In support of the above, AD brains exhibit impaired insulin sensitivity and this is due in part from the ability of ABOs to remove insulin receptors from the brain tissue. Not surprisingly, insulin has been shown to be neuroprotective and animal studies have further demonstrated that insulin regulates brain function by controlling synapse density and plasticity. Inflammation is another keystone feature thought to play a critical role in both AD and T2D. Indeed, the brain of AD persons does show elevated markers of inflammation that are similar to those found in the chronically inflamed obese person, which just like in the body will ultimately lead to progressive tissue damage and AD. When it’s all said and done, this inflammation further induces insulin resistance of the brain, which leads to more inflammation, creating a viscous cycle. Of course, now the challenge is to understand how insulin stimulation in the brain may confer cognitive benefits. Impaired insulin sensitivity has been linked to cognitive deficits and structural/functional brain deficits in the elderly, and oddly enough, intranasal insulin spray improves memory in at-risk persons without affecting systemic insulin or glucose levels.
So up to now we have established that insulin resistance and inflammation within the brain are critical factors in the development of AD, while these traits in the peripheral (everything outside the brain) are critical for T2D. However, the single most important determinant of AD is age. Aging is associated with increased levels of inflammatory markers, but are these markers a result of aging? Or are they the predecessors that lead to aging? This alludes to another link between AD and T2D. T2D changes the blood brain barrier’s permeability, making the brain more susceptible to peripheral inflammation. In fact, diabetic AD brains show increased levels of inflammatory markers than nondiabetic AD brains. Thus, fat-derived inflammatory mediators could be an important addition to generate a state of brain inflammation.

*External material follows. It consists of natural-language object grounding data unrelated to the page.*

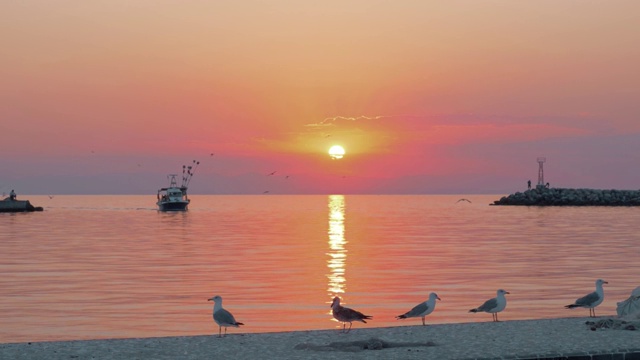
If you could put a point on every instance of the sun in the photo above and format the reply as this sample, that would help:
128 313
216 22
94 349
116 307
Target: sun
336 152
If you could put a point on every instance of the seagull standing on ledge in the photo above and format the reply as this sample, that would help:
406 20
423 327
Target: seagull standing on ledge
591 300
346 315
493 306
221 316
421 310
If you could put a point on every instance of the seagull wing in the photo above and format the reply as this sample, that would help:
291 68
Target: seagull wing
224 318
587 300
417 310
488 305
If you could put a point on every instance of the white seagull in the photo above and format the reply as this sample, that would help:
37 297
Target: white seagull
221 316
493 306
591 300
346 315
421 310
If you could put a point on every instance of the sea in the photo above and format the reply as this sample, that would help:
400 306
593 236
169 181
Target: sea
97 267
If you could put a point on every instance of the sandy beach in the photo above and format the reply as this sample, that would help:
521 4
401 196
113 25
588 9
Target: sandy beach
522 339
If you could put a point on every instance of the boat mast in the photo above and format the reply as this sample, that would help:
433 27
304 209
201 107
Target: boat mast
187 173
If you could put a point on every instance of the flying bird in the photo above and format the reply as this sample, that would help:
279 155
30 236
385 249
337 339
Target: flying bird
421 310
591 300
346 315
221 316
493 306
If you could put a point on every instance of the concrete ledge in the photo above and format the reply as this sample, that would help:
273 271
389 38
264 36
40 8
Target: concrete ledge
568 338
542 196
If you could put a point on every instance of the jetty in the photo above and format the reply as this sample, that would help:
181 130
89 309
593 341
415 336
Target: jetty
11 205
543 196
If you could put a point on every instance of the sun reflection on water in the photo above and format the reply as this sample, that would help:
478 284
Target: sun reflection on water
337 252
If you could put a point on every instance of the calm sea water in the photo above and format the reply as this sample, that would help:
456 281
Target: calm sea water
92 267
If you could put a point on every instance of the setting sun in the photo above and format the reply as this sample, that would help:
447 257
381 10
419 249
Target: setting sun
336 152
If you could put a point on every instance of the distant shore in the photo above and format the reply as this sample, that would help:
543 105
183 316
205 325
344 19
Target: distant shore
543 196
521 339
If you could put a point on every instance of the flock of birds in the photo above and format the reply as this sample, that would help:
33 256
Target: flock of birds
345 315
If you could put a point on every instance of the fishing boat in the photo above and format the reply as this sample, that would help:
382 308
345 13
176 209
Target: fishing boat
174 197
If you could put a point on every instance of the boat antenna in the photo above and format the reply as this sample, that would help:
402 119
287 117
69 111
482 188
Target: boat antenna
188 171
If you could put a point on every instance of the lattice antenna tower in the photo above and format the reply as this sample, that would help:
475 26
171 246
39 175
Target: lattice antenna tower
541 161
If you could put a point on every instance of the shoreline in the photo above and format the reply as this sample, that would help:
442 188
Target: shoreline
516 339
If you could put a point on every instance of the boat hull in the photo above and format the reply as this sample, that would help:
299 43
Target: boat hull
173 206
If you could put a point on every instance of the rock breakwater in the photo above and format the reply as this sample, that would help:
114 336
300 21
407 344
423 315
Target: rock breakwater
572 197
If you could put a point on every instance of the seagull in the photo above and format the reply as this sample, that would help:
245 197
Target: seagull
493 306
423 309
221 316
591 300
346 315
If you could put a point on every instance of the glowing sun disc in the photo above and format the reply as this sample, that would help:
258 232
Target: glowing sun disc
336 152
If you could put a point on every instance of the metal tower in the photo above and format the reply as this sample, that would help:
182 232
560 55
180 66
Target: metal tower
541 171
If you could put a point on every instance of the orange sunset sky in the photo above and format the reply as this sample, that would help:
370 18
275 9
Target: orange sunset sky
461 96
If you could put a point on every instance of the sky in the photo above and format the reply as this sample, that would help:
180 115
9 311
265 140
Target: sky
426 97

Finally, we must address the energy-producing work horses of the body, the mitochondria. They use oxygen to produce energy and a completely normal but toxic byproduct, reactive oxygen species (ROS). Excessive ROS levels are implicated in the molecular cause of AD, with elevated levels of oxidative stress present in AD brains. Coming full circle, brain insulin signaling blocks ABO-induced neuronal oxidative stress, and interestingly, mitochondrial dysfunction and increased ROS generation were recently found to lead to insulin resistance in skeletal muscle and the liver. It appears that a complex signaling network closely connects mitochondrial dysfunction to impaired insulin signaling in both AD and T2D.
The bottom line is this. AD and T2D are linked. Exactly how they are linked has only partially been resolved, but there is a connection. This may open doors for AD treatment options based off those currently in use for diabetes. However, the best medicine is the preventive medicine. Exercise hard, exercise smart, stay active, get plenty of sleep, and eat a quality diet. This way, you won’t have to worry about either disease.